Riusciranno i nostri eroi a ritrovare l'amico misteriosamente scomparso in Africa? (1968)
Il cognato Nino Manfredi è partito per l'Africa da tre anni, e di lui non si hanno più notizie. Il ricco e annoiato Alberto Sordi decide allora di partire a andare a cercarlo,a accompagnato da un dipendente che schiavizza (Bertrand Blier, esilarante anche per l'accento marchigiano). Diretto da Ettore Scola (che in origine aveva pensato ai due protagonisti a ruoli invertiti) Riusciranno i nostri eroi a ritrovare l'amico misteriosamente scomparso in Africa? nasce da un soggetto di Age e Scarpelli che poi il duo ha sceneggiato proprio assieme al regista, e che è una sorta di rilettura ironica e leggera di "Cuore di tenebra" di Joseph Conrad.
Una su 13 (1969)
Co-produzione con la Francia diretta da Nicolas Gessner, Una su 13 è la curiosità cui fa riferimento il titolo di questa nostra guida, anche perché di certo non lo possiamo considerare un "grande classico". Basterebbe però il cast ad attirare l'attenzione di chiunque: capitanato da Vittorio Gassman, mette assieme Sharon Tate (qui al suo ultimo film prima di essere barbaramente assassinata), Orson Welles, Vittorio De Sica, Terry-Thomas e Mylène Demongeot. La storia di questa commedia farsesca, quella di un uomo che scopre che le sedie appena ereditate e già vendute nascondevano un tesoro, è tratta da "Le dodici sedie" di Il'ja Arnol'dovič Il'f e Evgenij Petrovič Petrov, adattato in tempi più recenti anche da Carlo Mazzacurati.

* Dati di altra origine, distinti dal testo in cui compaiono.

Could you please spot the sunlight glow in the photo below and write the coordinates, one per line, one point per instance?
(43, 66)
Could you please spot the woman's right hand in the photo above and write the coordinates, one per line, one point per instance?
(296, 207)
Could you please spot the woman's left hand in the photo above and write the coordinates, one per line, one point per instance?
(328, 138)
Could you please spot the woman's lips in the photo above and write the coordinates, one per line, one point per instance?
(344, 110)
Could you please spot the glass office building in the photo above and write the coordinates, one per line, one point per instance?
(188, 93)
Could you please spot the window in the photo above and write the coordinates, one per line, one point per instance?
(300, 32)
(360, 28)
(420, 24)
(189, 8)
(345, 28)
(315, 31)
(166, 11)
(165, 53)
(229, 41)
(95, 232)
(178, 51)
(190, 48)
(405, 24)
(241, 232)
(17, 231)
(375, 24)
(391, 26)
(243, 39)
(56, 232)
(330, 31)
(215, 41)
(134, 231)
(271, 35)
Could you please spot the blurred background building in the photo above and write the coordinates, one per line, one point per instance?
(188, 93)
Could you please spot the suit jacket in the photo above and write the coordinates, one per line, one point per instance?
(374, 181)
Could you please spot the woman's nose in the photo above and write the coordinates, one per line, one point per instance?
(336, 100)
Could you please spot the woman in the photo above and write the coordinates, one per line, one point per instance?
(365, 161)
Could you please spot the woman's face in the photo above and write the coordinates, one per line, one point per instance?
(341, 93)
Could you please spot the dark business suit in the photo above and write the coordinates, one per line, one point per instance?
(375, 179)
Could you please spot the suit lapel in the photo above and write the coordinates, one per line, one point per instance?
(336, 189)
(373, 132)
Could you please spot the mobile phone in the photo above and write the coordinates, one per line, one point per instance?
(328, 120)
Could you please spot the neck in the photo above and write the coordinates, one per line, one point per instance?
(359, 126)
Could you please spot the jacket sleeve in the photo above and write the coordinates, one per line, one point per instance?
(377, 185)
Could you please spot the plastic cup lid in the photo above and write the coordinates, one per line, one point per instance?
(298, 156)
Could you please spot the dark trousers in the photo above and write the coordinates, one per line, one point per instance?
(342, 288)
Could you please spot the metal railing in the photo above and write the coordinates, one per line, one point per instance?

Nell’anno del Signore (1969)
Primo capitolo della celebre trilogia scritta e diretta da Luigi Magni proseguita con In nome del Papa Re e In nome del popolo sovrano, ambientata all'epoca della Roma Papalina, Nell'anno del Signore si svolge nell'anno 1825, sotto il pontificato intransigente e conservatore di Leone XII, e racconta di un ciabattino di nome Cornacchia (interpretato da Nino Manfredi) che in realtà è l'anticlericale Pasquino (quello che attacca versi satirici e polemici sull'omonima statua nel centro della Capitale). Al fianco di Manfredi ci sono Alberto Sordi, Enrico Maria Salerno e una bellissima Claudia Cardinale.
La donna della domenica (1975)
In questo film tratto da un romanzo omonimo di Fruttero e Lucentini, adattato da Age e Scarpelli e diretto da Luigi Comencini, Marcello Mastroianni interpreta il ruolo di un commissario di polizia che deve indagare sull'omidicio di un architetto della Torino bene, un uomo laido e sgradevole ucciso con un fallo di pietra. Assieme a Mastroianni nel cast di La donna della domenica, godibilissimo giallo all'italiana che fa una satira efficacissima sul bel mondo alto borghese che descrive, ci sono, tra gli altri, Jacqueline Bisset, Jean-Louis Trintignant, Pino Caruso, Aldo Reggiani, e numerosi altri attori.
La città delle donne (1980)
In La città delle donne Marcello Mastroianni (ancora lui) è Snàporaz, un uomo che, dopo aver seguito una donna misteriosa con cui ha avuto un flirt su un treno, scende in una stazione nel bel mezzo del nulla, e finisce in una strana cittadina, e poi nel castello di un curioso personaggio di nome Sante Katzone, col quale ripercorrerà la storia del suo rapporto con le donne. Un Federico Fellini scatenato, ultra-surreale e incurante delle polemiche che il suo film scatenò presso i movimenti femministi, e anzi provocatorio nel giocare con i toni e gli stili più riconoscibili del suo cinema. Il poster del film venne disegnato da Andrea Pazienza.